La República y Gestión del martes 2, medios independientes que generaron el exabrupto del Premier.
-Es un tema que me interesa y estudio desde hace años. No como creen algunos, que hablan de Luza como de una figura apocalíptica, no. Es importante notar cómo los medios de comunicación se han convertido en un arma fundamental de la libertad y del gobierno. A mi entender, la estabilidad de un régimen se basa en un gran sistema de comunicación e información. Más aún en el Perú que es un país pluricultural, pluridimensional y heterogéneo. Con un adecuado aparato informativo se puede llegar a la población y apuntar directamente a lo que ésta espera.
Premier Joy Way, secundado del Ministro de Defensa y ex jefe del SIN, general Julio Salazar Monroe.
-Pero hay algo más allá de la mera comunicación, doctor, un aspecto que tiene que ver con la "llegada" que se tenga en la masa.

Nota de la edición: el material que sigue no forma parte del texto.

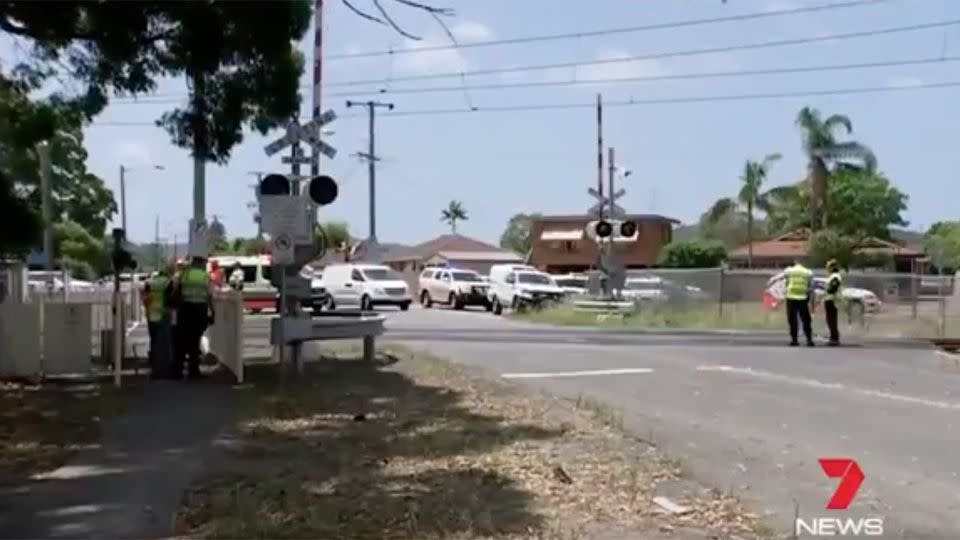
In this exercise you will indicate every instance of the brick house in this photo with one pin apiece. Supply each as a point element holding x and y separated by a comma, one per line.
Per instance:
<point>560,244</point>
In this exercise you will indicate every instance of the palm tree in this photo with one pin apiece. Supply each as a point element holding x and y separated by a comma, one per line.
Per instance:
<point>823,147</point>
<point>749,198</point>
<point>453,213</point>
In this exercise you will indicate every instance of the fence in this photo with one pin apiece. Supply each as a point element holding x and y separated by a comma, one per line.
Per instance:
<point>877,304</point>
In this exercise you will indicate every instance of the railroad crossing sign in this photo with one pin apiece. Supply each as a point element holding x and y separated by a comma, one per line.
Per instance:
<point>283,249</point>
<point>308,133</point>
<point>614,210</point>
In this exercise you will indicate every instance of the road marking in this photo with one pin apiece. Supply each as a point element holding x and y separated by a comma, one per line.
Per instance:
<point>813,383</point>
<point>589,373</point>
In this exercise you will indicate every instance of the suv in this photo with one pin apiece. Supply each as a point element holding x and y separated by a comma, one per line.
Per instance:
<point>521,286</point>
<point>453,287</point>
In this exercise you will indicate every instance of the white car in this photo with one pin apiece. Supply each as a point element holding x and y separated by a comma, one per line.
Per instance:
<point>855,298</point>
<point>454,287</point>
<point>519,286</point>
<point>366,286</point>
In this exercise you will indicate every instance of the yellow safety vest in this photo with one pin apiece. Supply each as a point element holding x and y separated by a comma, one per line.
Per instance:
<point>798,282</point>
<point>833,297</point>
<point>194,286</point>
<point>158,301</point>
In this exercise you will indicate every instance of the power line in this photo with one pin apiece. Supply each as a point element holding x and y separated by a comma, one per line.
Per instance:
<point>635,58</point>
<point>661,55</point>
<point>640,78</point>
<point>609,31</point>
<point>640,102</point>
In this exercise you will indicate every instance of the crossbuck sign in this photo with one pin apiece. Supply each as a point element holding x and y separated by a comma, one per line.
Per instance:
<point>308,133</point>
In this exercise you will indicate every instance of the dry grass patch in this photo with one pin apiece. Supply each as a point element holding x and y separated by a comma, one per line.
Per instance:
<point>43,424</point>
<point>421,449</point>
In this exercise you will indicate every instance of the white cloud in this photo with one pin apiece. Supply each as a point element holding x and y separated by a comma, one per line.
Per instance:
<point>619,70</point>
<point>443,60</point>
<point>133,153</point>
<point>904,82</point>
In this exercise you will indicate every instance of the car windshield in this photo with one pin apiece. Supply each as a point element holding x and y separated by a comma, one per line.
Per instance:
<point>642,285</point>
<point>466,276</point>
<point>380,274</point>
<point>535,279</point>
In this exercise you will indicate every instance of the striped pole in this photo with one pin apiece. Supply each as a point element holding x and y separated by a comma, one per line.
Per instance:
<point>317,75</point>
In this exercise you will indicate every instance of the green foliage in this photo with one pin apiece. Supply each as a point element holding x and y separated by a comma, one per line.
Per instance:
<point>86,255</point>
<point>942,244</point>
<point>516,236</point>
<point>453,213</point>
<point>240,57</point>
<point>693,254</point>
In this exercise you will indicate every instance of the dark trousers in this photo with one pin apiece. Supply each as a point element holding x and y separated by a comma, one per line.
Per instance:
<point>830,309</point>
<point>191,324</point>
<point>799,309</point>
<point>161,348</point>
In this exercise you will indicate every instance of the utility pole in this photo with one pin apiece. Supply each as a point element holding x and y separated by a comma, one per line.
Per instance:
<point>371,160</point>
<point>43,149</point>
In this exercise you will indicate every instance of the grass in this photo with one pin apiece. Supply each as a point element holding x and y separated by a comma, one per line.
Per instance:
<point>414,447</point>
<point>42,425</point>
<point>741,316</point>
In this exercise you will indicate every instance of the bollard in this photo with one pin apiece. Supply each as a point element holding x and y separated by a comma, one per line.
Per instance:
<point>369,348</point>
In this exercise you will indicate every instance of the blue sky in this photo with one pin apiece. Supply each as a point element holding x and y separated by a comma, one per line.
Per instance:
<point>683,156</point>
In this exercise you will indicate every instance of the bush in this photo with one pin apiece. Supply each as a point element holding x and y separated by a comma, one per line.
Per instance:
<point>693,254</point>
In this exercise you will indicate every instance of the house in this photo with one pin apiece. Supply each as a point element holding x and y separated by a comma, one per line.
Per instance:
<point>450,249</point>
<point>781,251</point>
<point>559,244</point>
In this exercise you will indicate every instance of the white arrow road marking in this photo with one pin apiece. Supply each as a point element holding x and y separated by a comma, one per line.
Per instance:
<point>589,373</point>
<point>813,383</point>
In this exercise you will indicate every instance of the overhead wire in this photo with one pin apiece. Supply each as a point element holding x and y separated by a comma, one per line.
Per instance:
<point>638,102</point>
<point>611,31</point>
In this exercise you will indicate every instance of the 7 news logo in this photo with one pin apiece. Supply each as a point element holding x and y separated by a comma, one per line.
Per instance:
<point>851,477</point>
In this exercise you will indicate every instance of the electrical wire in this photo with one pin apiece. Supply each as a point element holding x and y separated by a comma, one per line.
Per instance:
<point>610,31</point>
<point>637,102</point>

-Por cierto ahí entra a tallar el tema del mensaje, de cómo se estructura un mensaje. Oh, cuánto podrían aprender los candidatos si notaran esta diferencia. Mi libro será una especie de guía para candidatos, sin duda.
-Más de una vez se lo ha vinculado a los servicios de inteligencia. ¿De qué vive usted realmente?

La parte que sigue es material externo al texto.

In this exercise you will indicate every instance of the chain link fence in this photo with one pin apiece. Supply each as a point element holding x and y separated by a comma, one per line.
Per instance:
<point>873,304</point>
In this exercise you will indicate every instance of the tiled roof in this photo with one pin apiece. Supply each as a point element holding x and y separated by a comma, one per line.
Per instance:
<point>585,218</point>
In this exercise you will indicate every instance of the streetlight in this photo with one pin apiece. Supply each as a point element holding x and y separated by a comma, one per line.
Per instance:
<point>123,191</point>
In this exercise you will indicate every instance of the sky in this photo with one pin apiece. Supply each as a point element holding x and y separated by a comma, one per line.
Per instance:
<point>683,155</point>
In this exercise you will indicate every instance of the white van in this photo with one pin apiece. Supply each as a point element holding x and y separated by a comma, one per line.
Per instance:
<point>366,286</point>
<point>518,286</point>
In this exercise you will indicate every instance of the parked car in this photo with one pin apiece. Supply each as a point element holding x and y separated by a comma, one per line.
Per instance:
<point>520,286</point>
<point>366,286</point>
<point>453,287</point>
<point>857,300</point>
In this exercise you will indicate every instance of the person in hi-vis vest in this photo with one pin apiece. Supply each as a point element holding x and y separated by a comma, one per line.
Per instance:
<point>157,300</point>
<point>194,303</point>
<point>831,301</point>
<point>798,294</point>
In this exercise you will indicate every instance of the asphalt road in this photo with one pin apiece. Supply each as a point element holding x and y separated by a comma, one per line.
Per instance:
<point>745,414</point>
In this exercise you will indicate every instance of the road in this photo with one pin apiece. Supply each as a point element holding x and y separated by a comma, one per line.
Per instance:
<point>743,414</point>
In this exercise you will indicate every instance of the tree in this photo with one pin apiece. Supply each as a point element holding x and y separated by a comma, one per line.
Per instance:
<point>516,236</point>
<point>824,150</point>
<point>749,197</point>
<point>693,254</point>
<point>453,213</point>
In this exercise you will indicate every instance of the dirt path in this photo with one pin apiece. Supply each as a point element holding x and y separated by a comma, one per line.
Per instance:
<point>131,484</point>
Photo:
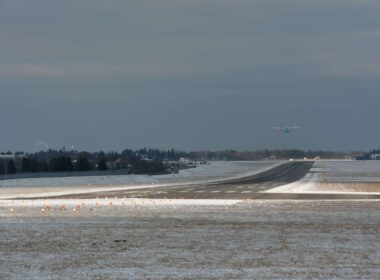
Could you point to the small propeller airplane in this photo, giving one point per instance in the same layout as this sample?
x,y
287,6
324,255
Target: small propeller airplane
x,y
286,129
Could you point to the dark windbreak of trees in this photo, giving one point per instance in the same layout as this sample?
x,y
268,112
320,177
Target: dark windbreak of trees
x,y
145,160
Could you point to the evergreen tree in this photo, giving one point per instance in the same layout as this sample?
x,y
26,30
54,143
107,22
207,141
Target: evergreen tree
x,y
102,164
11,167
83,164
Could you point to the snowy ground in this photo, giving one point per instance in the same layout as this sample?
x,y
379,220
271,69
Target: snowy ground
x,y
117,238
247,240
336,177
216,171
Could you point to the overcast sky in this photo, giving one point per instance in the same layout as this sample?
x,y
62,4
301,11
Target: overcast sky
x,y
189,75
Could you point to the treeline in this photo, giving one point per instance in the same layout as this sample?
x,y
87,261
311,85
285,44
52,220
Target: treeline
x,y
144,161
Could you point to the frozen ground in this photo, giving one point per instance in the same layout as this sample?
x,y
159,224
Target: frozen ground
x,y
246,240
215,171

-Mire, si bien hace años estoy retirado por razones de seguridad del ejercicio público, sí mantengo un ejercicio selectivo atendiendo a algunos pacientes. Además realizo algunas asesorías y le dedico tiempo a mi libro.
-¿Y puede decirnos a quiénes van dirigidas esas asesorías?

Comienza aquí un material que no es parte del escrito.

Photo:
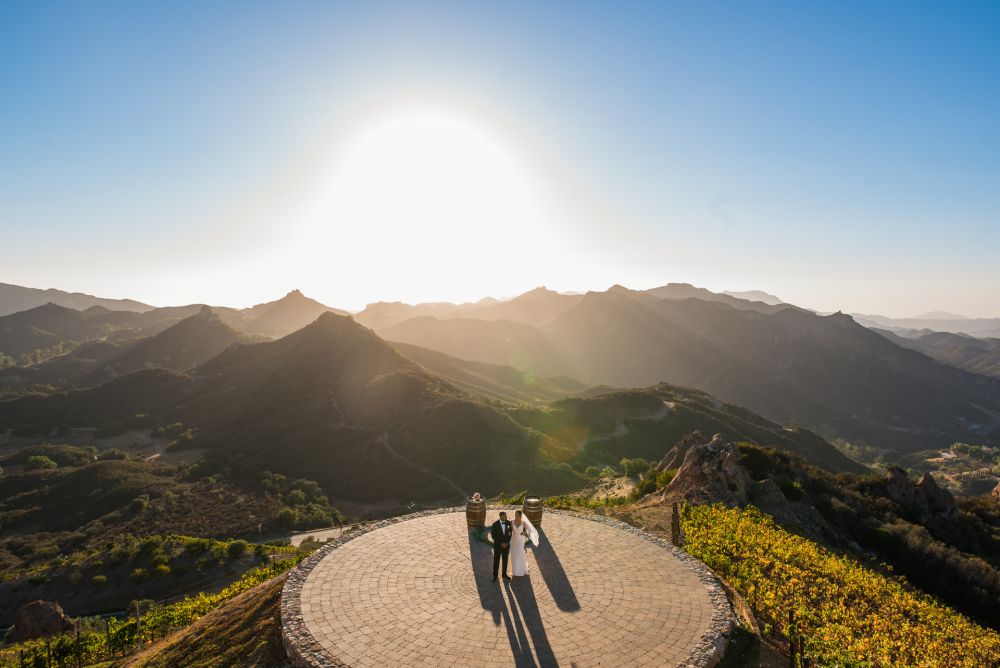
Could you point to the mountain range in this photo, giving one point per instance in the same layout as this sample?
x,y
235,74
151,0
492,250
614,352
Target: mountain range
x,y
935,321
978,355
335,403
14,298
826,373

-Mire, yo colaboro -y no tengo problema en decirlo- desde tiempos de Velasco y de Morales Bermúdez con diversos estamentos interesados, como yo, en buscar estabilidad y equilibrio entre el gobierno y la sociedad. El equilibrio es obediencia automática... consiste en que todos los actores sociales obedezcan ciertos patrones de disciplina.
El estallido social, como el de Iquitos, es consecuencia de una mala política de comunicación.
-¿Estamos hablando de manipulación?
-No, no hablo de manipulación, hablo de un control sugerido. Aquí entra a tallar la persuasión. Y qué es la persuasión, es darle a la gente elementos de juicio para que se persuadan a sí mismos. La manipulación es nociva.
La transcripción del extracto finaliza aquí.